I am not worthless.  As a human being I have value because I am made in God's image.  But even beyond that, Jesus looked at me and said that I was worth dying for.  In His eyes, I am worth His life.  My value is unfathomable: my life is worth the life of Christ.  And that is the worth of every human life.  

But returning to the point, if I thought that somehow Christ owed me salvation, I would miss the point of love entirely.  Things that are deserved are not things that are free gifts.  

My amazing wife of nearly 20 years made a vow to love, honor, and serve me all the days of her life (she added the "serve" into her vows herself).  She made a permanent commitment to me for life to love me.  But I would be a fool to ever think that she owed me her love.  

Thinking someone owes you love will kill love.

If I begin to think that her love as something that I am owed, I will be filled with a horrible sense of entitlement.  Because of our commitment we can make claims on each other.  But I am well aware she never needed to make that commitment.  I'm not worthy to be her husband.  With this knowledge, I am filled with awe and gratitude for every second that she gives me.  My parents got divorced when I was a child, so I know that even marriage in this world is not always treated as permanent.  Every morning I am so grateful that she is still with me.  The moment I think that her love is something that she owes me, all of that would evaporate.  

How can I be filled with gratitude for something that I am owed?  Am I in awe when the McDonald's worker hands me my Happy Meal?  Perhaps I can be grateful in a general sense in the same way we are grateful for any good thing in our lives.  But this is something quite distinct from the absolute free gift of love that someone gives you.

It is the same way with our friends.  When I think of my pals, I am filled with gratitude and awe.  How in the world did I become so blessed to have these people in my life?  Circumstances may have caused our lives to intersect but our continued friendship is a free choice.  I am not owed their friendship and yet they freely give it.  Like marriage, there are obligations in friendship that aren't always pleasant.  As the wise man once said, "It ain't easy havin' pals."  But we are not forced to these duties of friendship from without, but compelled to these from within.  Inside, I just want to demonstrate my gratitude for these undeserved friendships.

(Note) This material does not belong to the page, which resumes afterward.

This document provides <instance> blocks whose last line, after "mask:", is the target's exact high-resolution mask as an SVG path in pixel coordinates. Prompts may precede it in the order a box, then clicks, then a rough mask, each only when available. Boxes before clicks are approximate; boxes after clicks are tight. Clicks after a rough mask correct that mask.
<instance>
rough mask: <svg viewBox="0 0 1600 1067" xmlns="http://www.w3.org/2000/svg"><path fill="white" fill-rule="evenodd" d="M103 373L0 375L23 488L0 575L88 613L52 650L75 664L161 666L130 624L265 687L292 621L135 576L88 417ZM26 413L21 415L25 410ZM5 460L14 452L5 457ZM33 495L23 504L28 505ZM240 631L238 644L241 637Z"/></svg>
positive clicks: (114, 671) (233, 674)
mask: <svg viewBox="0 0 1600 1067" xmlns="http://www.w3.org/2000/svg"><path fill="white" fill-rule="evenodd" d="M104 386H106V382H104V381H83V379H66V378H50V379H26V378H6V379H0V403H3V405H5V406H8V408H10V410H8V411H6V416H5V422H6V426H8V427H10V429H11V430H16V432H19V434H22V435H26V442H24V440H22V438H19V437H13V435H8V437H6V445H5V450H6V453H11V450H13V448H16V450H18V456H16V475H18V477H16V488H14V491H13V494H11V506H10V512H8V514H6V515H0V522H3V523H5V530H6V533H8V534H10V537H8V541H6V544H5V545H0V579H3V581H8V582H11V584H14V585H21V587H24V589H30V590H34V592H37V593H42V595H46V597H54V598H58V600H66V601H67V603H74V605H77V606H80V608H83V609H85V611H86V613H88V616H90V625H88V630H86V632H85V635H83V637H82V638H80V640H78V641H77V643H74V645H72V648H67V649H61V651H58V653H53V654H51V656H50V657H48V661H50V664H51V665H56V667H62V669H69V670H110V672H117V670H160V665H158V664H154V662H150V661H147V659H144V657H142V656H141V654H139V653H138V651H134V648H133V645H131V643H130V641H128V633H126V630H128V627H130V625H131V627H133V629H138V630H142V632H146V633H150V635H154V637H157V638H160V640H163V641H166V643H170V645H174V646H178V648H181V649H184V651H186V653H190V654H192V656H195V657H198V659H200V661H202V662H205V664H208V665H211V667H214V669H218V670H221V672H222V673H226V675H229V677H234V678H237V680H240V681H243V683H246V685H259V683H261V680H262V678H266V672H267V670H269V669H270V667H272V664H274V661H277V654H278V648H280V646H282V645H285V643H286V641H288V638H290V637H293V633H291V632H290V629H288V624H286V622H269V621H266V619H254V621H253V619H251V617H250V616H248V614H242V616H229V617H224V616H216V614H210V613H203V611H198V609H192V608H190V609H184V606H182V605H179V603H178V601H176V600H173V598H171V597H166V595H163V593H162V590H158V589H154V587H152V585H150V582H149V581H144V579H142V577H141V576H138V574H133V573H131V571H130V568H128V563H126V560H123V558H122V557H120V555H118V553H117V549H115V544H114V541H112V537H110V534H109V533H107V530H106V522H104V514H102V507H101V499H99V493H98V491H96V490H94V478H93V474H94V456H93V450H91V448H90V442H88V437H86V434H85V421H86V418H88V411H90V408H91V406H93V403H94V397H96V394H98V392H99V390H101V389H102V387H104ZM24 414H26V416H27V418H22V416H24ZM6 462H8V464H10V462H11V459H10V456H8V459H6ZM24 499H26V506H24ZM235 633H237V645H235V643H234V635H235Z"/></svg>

And this is also the way it should be in our families.  Providence chose who would be our parents, our brothers, our sisters, and our children.  Growing up, we are thrown together in close quarters where we see all the good and the bad.  And once through all that, I am in awe that we can forgive each other and keep those bonds of love.  If anyone of my family members were to keep a record of my wrongs, it would be vivid indictment of my life and why I do not deserve their love.  But love does not keep a record of wrongs.  Love forgives.  And forgiveness, like love, is not something deserved, but an act of mercy.

I am repulsed by the idea that I deserve someone else's love.  There is a horrible sense of entitlement that underlies that way of thinking.  This would turn my heart into a black hole that would ravenously suck in all the affection and attention from others that I thought I was owed.  It would shift the center of my universe to my own ego.  I would lose the awe and gratitude that comes when I am the recipient of the free gift of gratuitous love.  Going back to Beauty and the Beast, Gaston believes he is owed Belle's love.  The Beast knows he doesn't deserve her love.  And that makes all the difference.

One my observations is that it seems that those who claim that they deserve love are the ones who focus on all the love that they don't have.  Their eyes are on those who do not love them rather than on the ones that do.  I do not deserve love and yet, I am so loved.  I am surrounded by the love of my friends, my family, and above all, the gracious love of God.  When it comes to love, I have an embarrassment of riches.  

And the richness of this love is all the sweeter because it is not something that I deserve.